Le carré des vieilles sépultures continue chaque jour à s’effondrer lentement, chaque concession glissant sur sa voisine dans un long mouvement chaotique. On dirait un interminable séisme, qui durerait mille ans. Et c’est en parcourant les épitaphes qu’on voyage dans le temps, de drame en drame, comme un bateau en perdition dans un océan de tristesse : Alphonse Z. tué en Serbie le 17 mai 1917 à 22 ans, Gaston D. tué à Saint-Mars le 20 octobre 1914 à 23 ans, Walter D. tué au Chemin des Dames le 5 mai 1917 à 31 ans, Auguste B. tué à Charleroi (Belgique) le 20 octobre 1914 à 41 ans, Juste B. disparu à Bois de Ville le 28 février 1916 à 21 ans, Ovide R. frappé au champ d’honneur à Compiègne le 13 septembre 1914 à 25 ans, Cyrus K. tué à l’ennemi à Kemmel (Belgique) le 12 novembre 1914 à 21 ans... ; leurs portraits fantomatiques, en costumes militaires – la fière jeunesse insouciante, sourire aux lèvres, fine moustache et képi haut – s’efface entre leurs médailles vert-de-grisées clouées sur le marbre funèbre.
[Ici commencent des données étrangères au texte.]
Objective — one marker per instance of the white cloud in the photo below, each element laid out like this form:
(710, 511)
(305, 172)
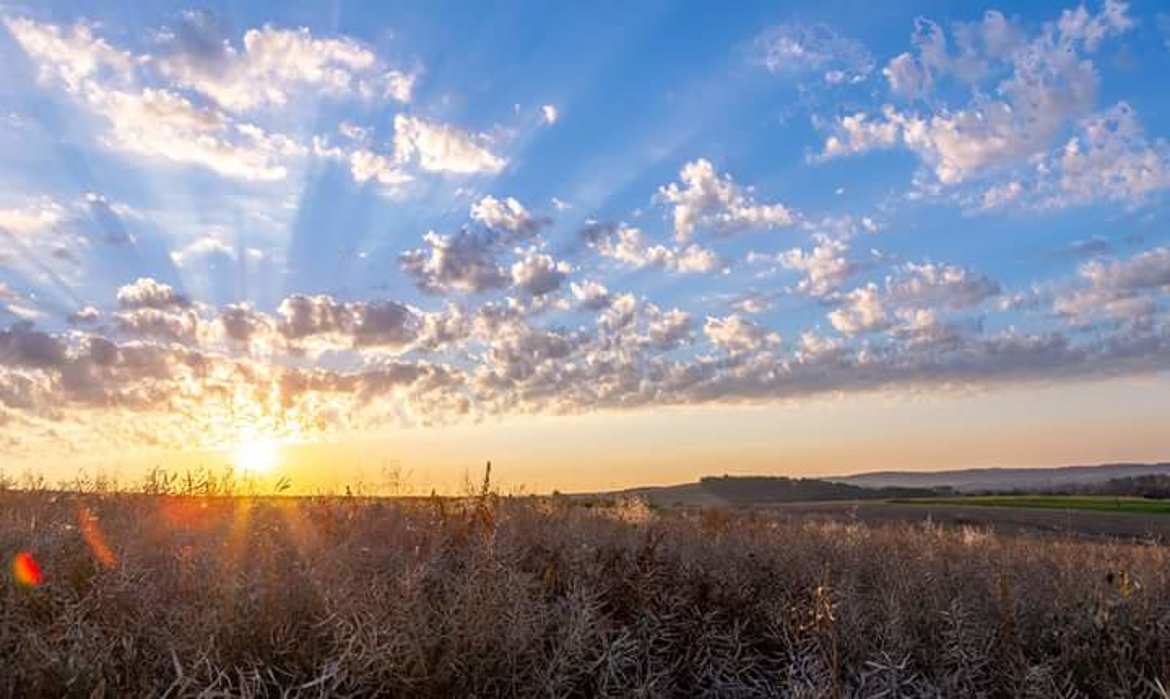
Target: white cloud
(628, 245)
(274, 64)
(1005, 127)
(799, 49)
(207, 246)
(1002, 194)
(33, 218)
(736, 334)
(155, 122)
(591, 295)
(367, 165)
(442, 148)
(506, 214)
(826, 267)
(930, 285)
(150, 293)
(75, 56)
(862, 310)
(710, 201)
(164, 124)
(460, 262)
(1112, 160)
(667, 329)
(858, 134)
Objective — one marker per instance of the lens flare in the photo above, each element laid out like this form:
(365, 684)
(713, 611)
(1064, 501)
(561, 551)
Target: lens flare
(87, 521)
(256, 457)
(26, 570)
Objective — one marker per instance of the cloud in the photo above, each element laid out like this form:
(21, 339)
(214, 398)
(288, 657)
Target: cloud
(366, 165)
(442, 148)
(628, 245)
(802, 49)
(150, 121)
(1112, 160)
(591, 295)
(736, 334)
(461, 262)
(538, 274)
(202, 248)
(1123, 289)
(150, 293)
(710, 201)
(507, 214)
(933, 286)
(33, 218)
(1006, 125)
(328, 323)
(274, 64)
(826, 266)
(861, 310)
(74, 56)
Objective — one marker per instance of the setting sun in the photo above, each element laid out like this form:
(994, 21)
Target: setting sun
(256, 457)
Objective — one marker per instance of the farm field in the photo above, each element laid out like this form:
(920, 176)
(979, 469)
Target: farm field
(955, 512)
(133, 595)
(1086, 502)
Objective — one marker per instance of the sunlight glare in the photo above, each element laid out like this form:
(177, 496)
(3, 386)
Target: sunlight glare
(256, 457)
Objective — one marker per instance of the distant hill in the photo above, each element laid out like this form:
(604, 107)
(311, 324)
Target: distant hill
(969, 480)
(763, 490)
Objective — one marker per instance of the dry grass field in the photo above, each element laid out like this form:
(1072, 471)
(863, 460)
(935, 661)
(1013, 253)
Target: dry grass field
(112, 595)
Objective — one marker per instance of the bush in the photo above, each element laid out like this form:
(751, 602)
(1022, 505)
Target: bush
(536, 596)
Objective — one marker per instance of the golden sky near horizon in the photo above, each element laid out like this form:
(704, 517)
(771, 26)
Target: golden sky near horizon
(317, 240)
(1029, 425)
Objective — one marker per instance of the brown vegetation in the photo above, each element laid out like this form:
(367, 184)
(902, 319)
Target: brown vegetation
(529, 596)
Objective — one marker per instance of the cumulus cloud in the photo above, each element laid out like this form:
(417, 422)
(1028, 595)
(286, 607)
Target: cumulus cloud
(150, 293)
(708, 200)
(1006, 127)
(537, 273)
(32, 218)
(736, 334)
(825, 267)
(274, 64)
(933, 286)
(1112, 160)
(325, 322)
(150, 121)
(1127, 289)
(591, 295)
(444, 148)
(628, 246)
(507, 214)
(461, 262)
(202, 248)
(861, 310)
(802, 49)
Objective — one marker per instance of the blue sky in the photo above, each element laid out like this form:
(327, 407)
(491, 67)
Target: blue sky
(294, 220)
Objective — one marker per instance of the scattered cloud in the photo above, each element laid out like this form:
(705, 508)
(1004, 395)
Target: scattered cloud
(444, 148)
(803, 49)
(707, 200)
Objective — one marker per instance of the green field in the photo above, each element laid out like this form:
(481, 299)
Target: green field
(1091, 502)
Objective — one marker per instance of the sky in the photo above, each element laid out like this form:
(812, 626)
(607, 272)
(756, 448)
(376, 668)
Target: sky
(598, 245)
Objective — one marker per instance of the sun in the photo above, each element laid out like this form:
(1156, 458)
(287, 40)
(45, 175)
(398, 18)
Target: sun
(257, 456)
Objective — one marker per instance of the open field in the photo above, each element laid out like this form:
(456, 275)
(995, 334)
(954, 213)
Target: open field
(1085, 502)
(1005, 520)
(531, 596)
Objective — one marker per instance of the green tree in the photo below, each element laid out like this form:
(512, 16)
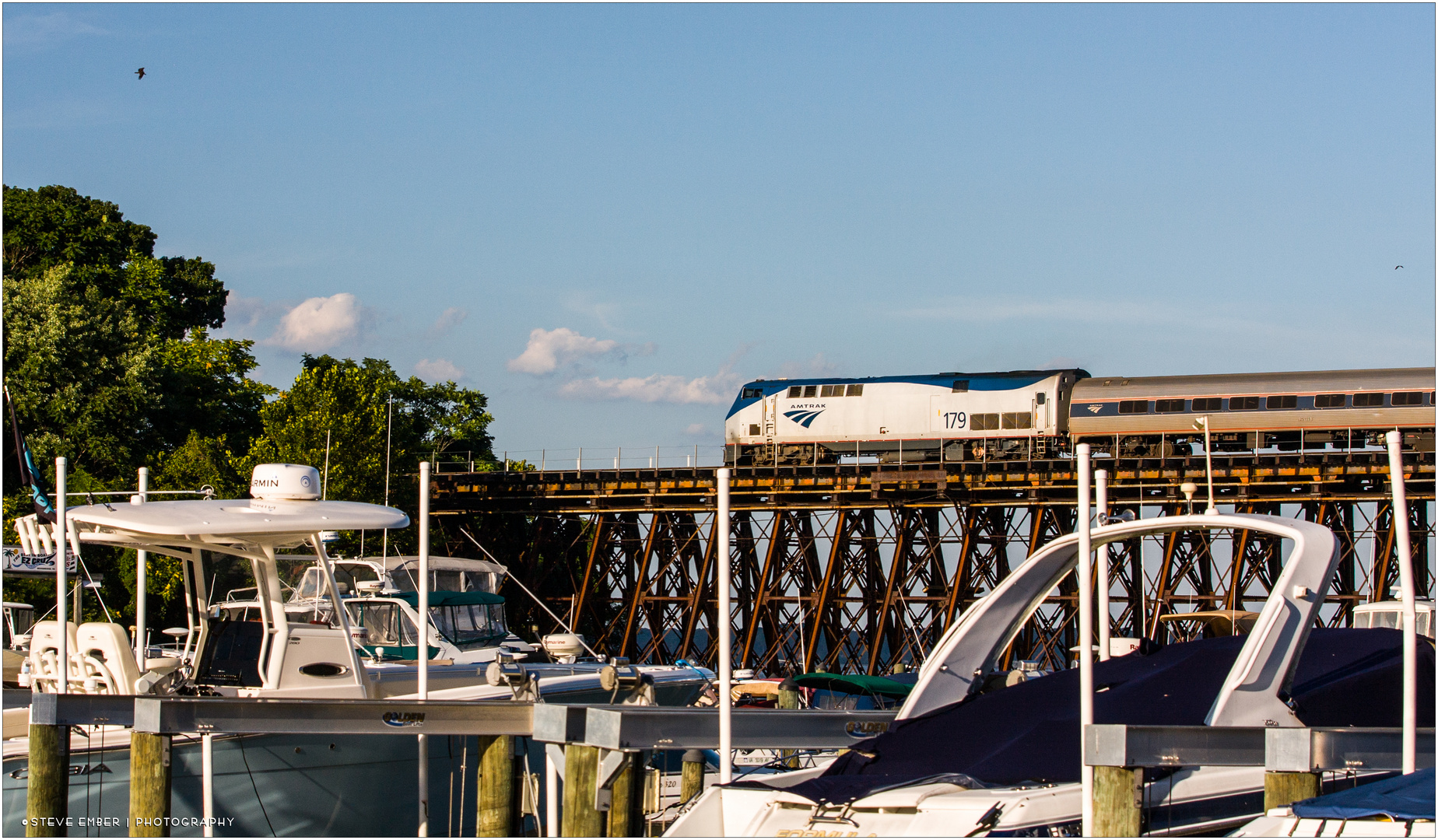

Rongés par la corrosion, les crucifix sont tombés les uns après les autres, gisant en tous sens sur les pierres tombales ; on dirait des poupées vaudou... ou des soldats de plomb. Étonnamment intacte, la stèle vengeresse de Théophile Lovensti M. rappelle sa mort « le 10 octobre 1870 à l’âge de 27 ans, victime de la barbarie des soldats allemands » ; ici, « Paul B. décédé le 5 septembre 1879 à l’âge de 24 ans, mort sous les drapeaux du 1er régiment du génie, muni de son brevet d’instituteur », là « Léon P. cavalier colonial tué à Verdun le 18 août 1916 à 23 ans ». Sur la même stèle, Marcel mort à 3 mois, Rémi mort à 5 mois, Jean mort à 3 semaines... et leur sœur, à 40 ans. Une danse macabre qui n’en finit pas. Les plaques funéraires sont en forme de cœur ; certaines ont chuté au pied de la stèle, derrière le marbre, ou sous les graviers. Avec délicatesse, je les ramasse et les remets à la verticale, en les époussetant et disant les noms des morts à voix basse. Ça fait trop longtemps qu’ils n’ont pas été prononcés... Ici, on ne dit pas « veuve », mais « femme ».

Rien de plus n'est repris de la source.